In Robinson’s October 29 editorial in this space (Senate focuses on ALEC), he alleges ALEC obscures the origins and communication of policies it supports, and then pushes those policies in the states. Nothing could be further from the truth, and Robinson’s willful misrepresentation obscures these facts: All policies considered by ALEC are introduced by legislators; policies are not adopted by the organization until a board of legislators agrees; and, all adopted policies are posted at the organization’s website (www.alec.org).

ALEC has even gone so far as to post draft, working documents on the website. Essentially, it is quite easy for any person anywhere to see what will be discussed at future meetings and to see the results of those meetings. If posting a document on a website equates pushing legislation, then every blogger and nearly all people are engaged in lobbying activity.

Today, potential policies discussed by ALEC members must pass a simple litmus test: If a policy advances limited government, free markets and federalism, we are on board. If it isn’t, ALEC is not interested. Anti-free market groups reject this litmus test in bad faith.

As Robinson says in his editorial, there is a cancer in the American democratic process.
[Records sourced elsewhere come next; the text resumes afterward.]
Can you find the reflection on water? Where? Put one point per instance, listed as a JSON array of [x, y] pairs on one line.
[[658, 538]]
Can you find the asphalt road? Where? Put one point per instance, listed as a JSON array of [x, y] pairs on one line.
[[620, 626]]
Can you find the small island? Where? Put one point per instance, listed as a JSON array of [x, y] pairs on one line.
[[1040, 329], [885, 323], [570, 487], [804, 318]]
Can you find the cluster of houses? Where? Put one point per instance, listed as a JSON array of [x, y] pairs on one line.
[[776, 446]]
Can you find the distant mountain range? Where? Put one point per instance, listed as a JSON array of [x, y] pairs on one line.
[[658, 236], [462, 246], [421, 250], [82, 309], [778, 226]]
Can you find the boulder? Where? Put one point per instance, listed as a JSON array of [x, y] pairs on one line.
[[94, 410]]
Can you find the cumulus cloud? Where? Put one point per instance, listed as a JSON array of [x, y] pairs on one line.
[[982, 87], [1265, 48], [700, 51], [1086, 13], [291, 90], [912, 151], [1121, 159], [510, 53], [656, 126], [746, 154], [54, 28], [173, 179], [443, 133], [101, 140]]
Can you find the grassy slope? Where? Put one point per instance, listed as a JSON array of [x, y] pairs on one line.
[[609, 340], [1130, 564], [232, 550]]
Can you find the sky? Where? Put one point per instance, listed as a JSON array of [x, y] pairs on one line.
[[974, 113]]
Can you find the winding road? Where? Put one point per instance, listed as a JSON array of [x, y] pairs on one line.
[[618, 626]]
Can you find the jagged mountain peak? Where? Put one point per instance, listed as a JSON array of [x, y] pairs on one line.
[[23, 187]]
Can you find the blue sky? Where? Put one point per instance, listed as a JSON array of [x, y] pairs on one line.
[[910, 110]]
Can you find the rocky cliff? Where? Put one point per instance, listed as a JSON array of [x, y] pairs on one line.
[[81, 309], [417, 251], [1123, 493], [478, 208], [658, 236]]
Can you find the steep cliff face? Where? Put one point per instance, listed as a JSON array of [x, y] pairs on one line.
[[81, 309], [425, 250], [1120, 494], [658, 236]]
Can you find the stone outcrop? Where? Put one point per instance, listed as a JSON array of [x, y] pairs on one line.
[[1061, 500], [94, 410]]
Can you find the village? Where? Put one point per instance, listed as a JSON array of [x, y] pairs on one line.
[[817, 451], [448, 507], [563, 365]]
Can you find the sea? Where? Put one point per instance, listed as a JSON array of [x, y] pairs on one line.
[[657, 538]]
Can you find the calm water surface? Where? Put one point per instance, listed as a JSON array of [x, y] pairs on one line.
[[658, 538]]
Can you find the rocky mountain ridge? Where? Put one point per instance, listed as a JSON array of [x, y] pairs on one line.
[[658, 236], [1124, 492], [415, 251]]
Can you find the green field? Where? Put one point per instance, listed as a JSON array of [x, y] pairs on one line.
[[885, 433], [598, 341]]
It’s the politics of bad faith. If legislators and groups don’t learn from the past and innovate for the future, our exceptional nation will decline. If watchdog organizations and activist groups fail to recognize and celebrate positive change and diversity of opinion, then they are obstructing a constructive process. There is no greater representation of democracy and federalism than the gathering of people to share ideas.

Piscopo is the chairman of the American Legislative Exchange Council and a Connecticut state legislator.